Feds battle marijuana growers on public land

National parks and forests increasingly are sites of large-scale illicit drug operations, officials say.

Wildfires aren't the only thing heating up public lands in the West this summer. Late last week federal agents seized the largest outdoor marijuana growing operation ever detected in Colorado at the Pike National Forest in the central part of the state. A few days earlier, officials had to close part of Sequoia National Park in central California while rangers swept in on helicopters to destroy pot plants at several sites.

"We're seeing more grows and larger grows," said Jeffrey Sweetin, special agent in charge of the Drug Enforcement Administration's Rocky Mountain division.

Where law enforcement officers used to see relatively small marijuana-growing operations tended by a variety of local groups, they're now seeing major drug-trafficking organizations set up large operations with thousands of plants, he said.

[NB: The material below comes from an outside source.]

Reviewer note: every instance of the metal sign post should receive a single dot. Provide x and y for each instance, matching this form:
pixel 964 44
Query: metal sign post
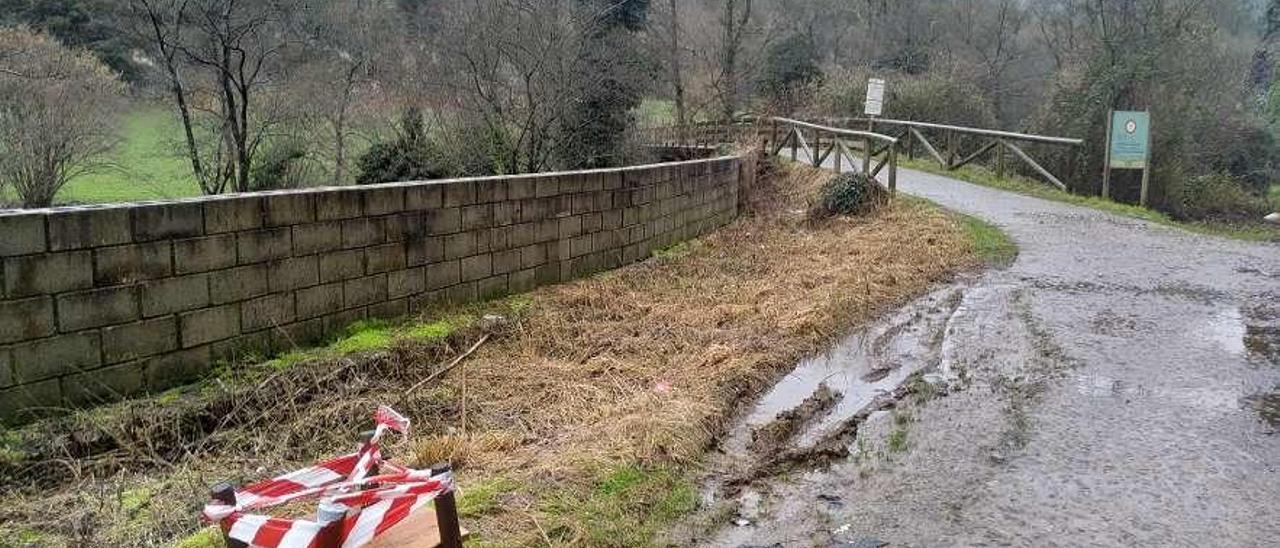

Officials seized about 14,500 plants at Pike National Forest, in one of what Sweetin expects will total about a dozen such seizures this year on public lands in the division that covers Colorado, Utah, Montana and Wyoming. In the mountain West, marijuana harvesting is at its peak between mid-August and late September.

Increasingly, officials are linking large-scale marijuana operations in Colorado and Utah to Mexican drug trafficking organizations operating on the West Coast of the United States, particularly in California.

The problem isn't new to federal land managers. For several years now, they have been grappling with large-scale drug production on public land. The remote locations, relatively light law enforcement activity and vast territory make national parks and forests attractive places for drug producers. That's especially true for marijuana growers, who require significant acreage for cultivation, space for drying the leaves after the harvest and a camp for those tending the crop.

Gill Quintana, the Forest Service's special agent in charge for the Colorado seizure, said in a statement that the drug operations create significant issues for the agency: "The impacts are numerous -- resource damage to the lands due to clearing the areas to prepare the garden site, trash left behind, chemicals used to grow the crop can seep into the watershed and the public safety issues associated with [the] recreating public coming in contact with these organizations."

The trafficking organizations responsible for the marijuana crops are well-organized and well-funded, Sweetin said. It takes significant resources and staff to set up a growing operation, support those tending the camp and haul out the harvest. In addition, because marijuana is a thirsty crop, it needs to be irrigated when cultivated in the arid West. Officials often find miles of irrigation pipes and elaborate pumping systems have been installed to support the crops.

The drug traffickers running the growing operations aren't the only ones requiring deep pockets. "These [seizures] turn into major trash-removal operations for the National Park Service and the Forest Service and create significant resource issues for those agencies," Sweetin said.

Park Service officials could not be reached for comment.